ヘッド交換式エンドミルTungMeister 豊富な面取りヘッドバリュエーション

ヘッド交換式エンドミルTungMeisterはスクエアヘッドの他にも、高送り・ボール・面取り・穴あけおよびスロット形状など豊富なヘッドラインナップを有している。特に面取り工具にはそれぞれ違う特長を持った面取りヘッドを用意している。
TungMeisterラインナップ

担当者イメージ
村田

「複数あるヘッドの中でも、最も切れ味が良く低抵抗な仕様であるVDS型を今回の加工に選定しました」

TungMeisterの面取りヘッドには、「型押し成形で経済性に優れるVCP型」「多刃仕様で能率重視VCA型」と「強ねじれ角設計で低抵抗が売りのVDS型」の3種類の設定がある。

担当者イメージ
村田

「VDS型はねじれ角が大きな低抵抗設計であるため今回の加工に適するのではないかと期待し選定しました。また椿本メイフラン様で使用していた他社の面取り工具を観たところ、シンニングを切れ刃に施した工具は無かったため、シンニングを持ったVDS型を使用すれば、シンニングによるスラスト力の低減効果により、低剛性なワークでも加工時のワークの撓みが抑制できるのではないかと考えました。」

TungMeister面取りヘッドラインナップ

  1. TungMeister VCPヘッド

    経済性重視VCP型(中心刃あり)

  2. TungMeister VCAヘッド

    加工能率重視VCA型(中心刃なし)

  3. TungMeister VDSヘッド

    切れ味重視VDS型(中心刃あり)

VDS型の特長

  1. VDSヘッドの正面図
    VDSヘッド正面
  2. VDSヘッド
    VDSヘッド特徴

週末48時間の無人運転を達成

成功への期待を持ちテストに臨んだ。従来はびびりの発生を伴いながら加工していたが、VDS型ではびびりの発生が大きく抑制された。加工が安定したことを確認したことからランニングでのテストへと移った。

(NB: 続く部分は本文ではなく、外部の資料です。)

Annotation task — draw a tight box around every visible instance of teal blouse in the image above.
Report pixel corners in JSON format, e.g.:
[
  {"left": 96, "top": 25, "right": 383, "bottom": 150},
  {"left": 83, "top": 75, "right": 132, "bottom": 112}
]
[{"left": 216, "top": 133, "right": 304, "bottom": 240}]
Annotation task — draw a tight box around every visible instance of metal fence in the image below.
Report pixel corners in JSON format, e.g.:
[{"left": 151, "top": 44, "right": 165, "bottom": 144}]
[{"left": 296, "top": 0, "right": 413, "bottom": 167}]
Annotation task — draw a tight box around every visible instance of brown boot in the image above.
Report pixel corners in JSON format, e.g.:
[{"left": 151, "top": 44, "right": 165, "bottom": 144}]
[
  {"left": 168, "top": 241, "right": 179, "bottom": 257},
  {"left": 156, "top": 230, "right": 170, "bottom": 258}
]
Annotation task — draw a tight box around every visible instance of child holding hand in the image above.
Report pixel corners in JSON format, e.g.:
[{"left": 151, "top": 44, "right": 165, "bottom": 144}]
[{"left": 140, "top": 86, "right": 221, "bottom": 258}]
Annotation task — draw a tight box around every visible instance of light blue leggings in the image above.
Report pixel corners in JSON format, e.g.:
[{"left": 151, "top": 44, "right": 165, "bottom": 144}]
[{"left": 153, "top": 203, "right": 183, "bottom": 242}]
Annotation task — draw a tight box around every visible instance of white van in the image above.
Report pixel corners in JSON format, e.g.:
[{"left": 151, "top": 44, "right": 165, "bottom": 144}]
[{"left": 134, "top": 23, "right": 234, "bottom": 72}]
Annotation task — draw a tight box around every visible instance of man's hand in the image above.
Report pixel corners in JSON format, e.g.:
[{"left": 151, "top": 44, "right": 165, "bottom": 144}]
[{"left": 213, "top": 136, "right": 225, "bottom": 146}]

そのテスト結果としては、

  • 従来品の寿命設定が600部品であったところ、5倍の3,000部品まで寿命を延長
  • 従来はいびつな形状であった面取り部が綺麗な真円形状になり製品品質も改善

と大きな改善効果が得られたのであった。

担当者イメージ
市橋様

「今回の工具で加工を行った結果は驚くべき新発見の連続でした。2つのボトルネック工程が解消され、週末48時間無人運転が達成できたことは、ベルトピン加工ラインの生産性向上に大きく寄与しています。汎用機を用いてのベルトピン加工は海外でもまだ実現できていないので、今回の新規ラインは海外生産にも負けない高いコスト競争力を持ったラインを構築できたものと考えています。」

担当者イメージ
市橋様

「加工安定性の向上と寿命延長に加え、TungMeisterの工具交換作業の容易さもメリットに感じています。ソリッド工具の場合は、工具交換毎にコレットを緩めては締め直す作業や、工具交換毎の工具突出し長調整とNCプログラム側での工具長補正を行う必要がありました。また、ヘッド締結にねじを使用したタイプの面取り工具も使用していましたが、ねじを外した際に機内にねじを落としてしまい紛失するといった事象も発生していました。シャンクを外さずにレンチのみでヘッド交換が行えるTungMeisterは工具交換作業の改善にもつながっています」

と、機内交換作業が多い旋盤でのヘッド交換式工具ならではのメリットも実感頂いている。

立会風景

TungMeisterヘッド VDS型での加工部(面取り)

VDSヘッド面取り加工部

今回の改善ポイント

  1. ワーク剛性の低い加工状況での「スポットドリル」+「面取り」加工に低抵抗 面取りヘッドVDS型を使用。安定加工を実現し、工具寿命を劇的に改善

    強ねじれ角設計とシンニング付き刃型が特長のVDS型ヘッドを使用。切削抵抗を低減しワークの撓みを抑制。低剛性な加工状況でも安定加工を実現。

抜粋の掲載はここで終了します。